While there are lots of different GLMs out in the world, glmer() can only really fit binomial and Poisson models. If you want to fit a multinomial probit, you’ll have to turn to another package. For today, we’re just going to look at ordered logistic regression via the clmm() function in the ordinal package. Cumulative link mixed models are another way of referring to random effects ordered logit (or probit) models. Just like lme4, ordinal supports nested random effects. Try fitting a model that explains a respondent’s level of trust in the president as a function of their economic condition, whether they’ve been a victim of property or violent crime, and their education level.

library(ordinal)

## fit model
mod <- clmm(Q52A ~ Q4A + Q11A + Q11B + Q97 + (1 | REGION / COUNTRY), data = ab)
## Error in getY(fullmf): response needs to be a factor

Unfortunately, clmm() isn’t quite as smart as glmer(). To make it happy, we need to make sure that our outcome variable, and any grouping variables, are factors. We don’t have to do this for lmer() because the function automatically checks that these variables are integers and converts them to factors if they are. Once we’ve taken care of that, we can fit the model.

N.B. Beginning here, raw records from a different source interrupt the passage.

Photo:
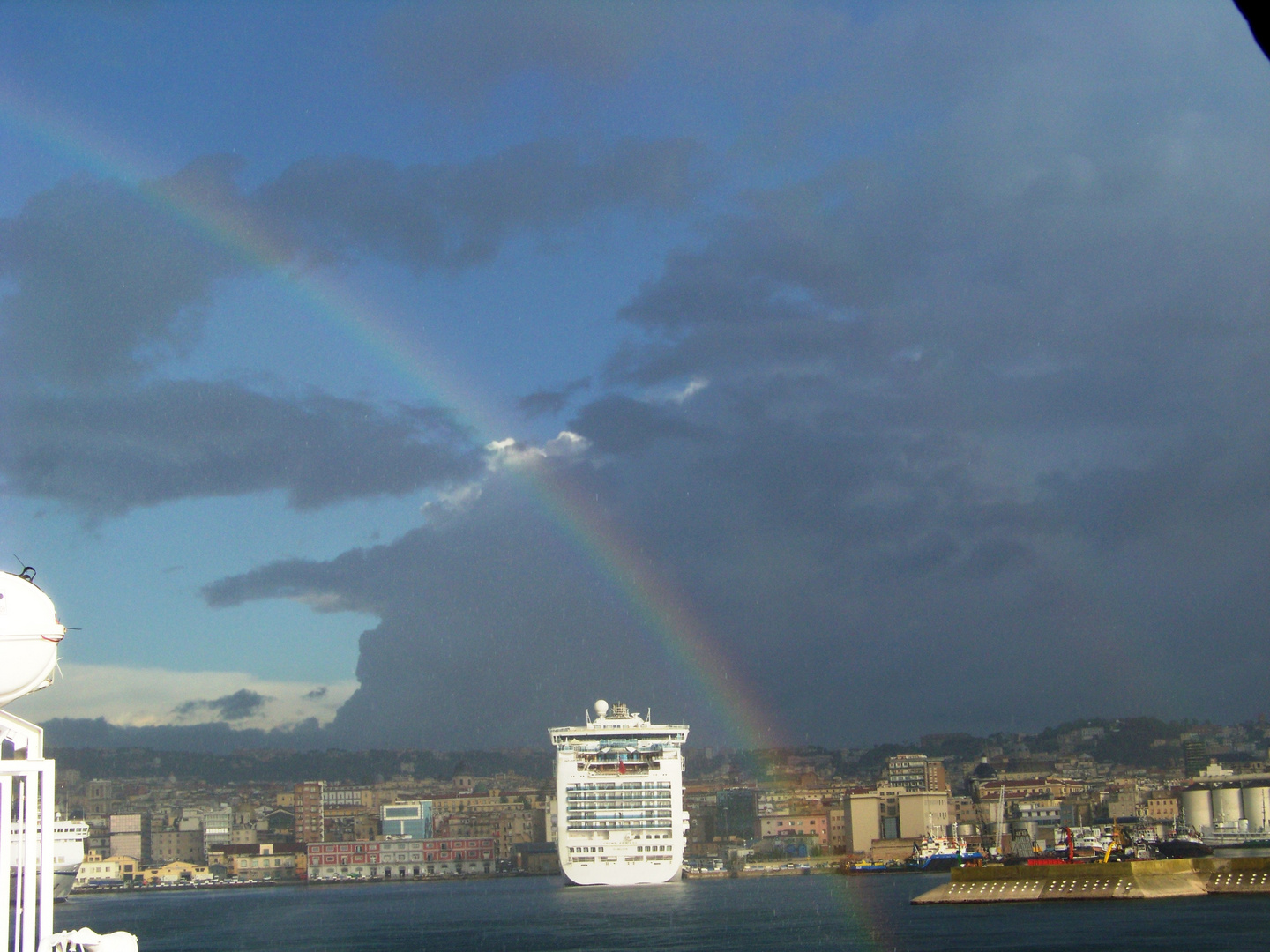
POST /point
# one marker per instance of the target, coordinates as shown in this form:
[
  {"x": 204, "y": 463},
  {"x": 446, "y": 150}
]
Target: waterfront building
[
  {"x": 217, "y": 827},
  {"x": 262, "y": 861},
  {"x": 176, "y": 873},
  {"x": 923, "y": 814},
  {"x": 915, "y": 772},
  {"x": 736, "y": 813},
  {"x": 400, "y": 859},
  {"x": 130, "y": 836},
  {"x": 620, "y": 785},
  {"x": 176, "y": 845},
  {"x": 108, "y": 871},
  {"x": 310, "y": 816},
  {"x": 410, "y": 820},
  {"x": 816, "y": 827}
]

## convert outcome and country to factor
ab <- ab %>% mutate(Q52A = as.factor(Q52A), COUNTRY = as.factor(COUNTRY))

## fit model
mod <- clmm(Q52A ~ Q4A + Q11A + Q11B + Q97 + (1 | REGION / COUNTRY), data = ab)

## present results
htmlreg(mod, stars = .05, custom.coef.map = tab_map, groups = list('Predictors' = 1:4, 'Cutpoints' = 5:7))
Statistical models
Model 1
Predictors
     Economic Condition 0.45*
(0.01)
     Property Crime -0.06*
(0.01)
     Violent Crime -0.10*
(0.02)
     Education -0.09*
(0.00)
Cutpoints
     0|1 -0.72*
(0.11)
     1|2 0.48*
(0.11)
     2|3 1.53*
(0.11)
Log Likelihood -55049.99
AIC 110117.97
BIC 110196.27
Num. obs. 44371
Groups (COUNTRY:REGION) 33
Groups (REGION) 5
Variance: COUNTRY:REGION: (Intercept) 0.35
Variance: REGION: (Intercept) 0.00
*p < 0.05

The cutpoints divide the outcome variable as a function of the linear predictor, so if \(\eta_i = 1.22\) after the inclusion of the appropriate random intercept terms, then \(\hat{y_i} = 2\) because \(0.48 < 1.22 \leq 1.53\).

Individual Exercise

Use the Global Terrorism Database contained in GTD.csv to estimate a model where the number of terrorist attacks in a country-year is explained by GDP per capita and VDEM’s polyarchy score (v2x_polyarchy). WDI and the vdem packages (https://github.com/xmarquez/vdem) are your friends. Include a random intercept term by country, and allow the mean of country random intercepts to vary by year. Produce a publication quality table of your results. Is there more variation between countries or between years?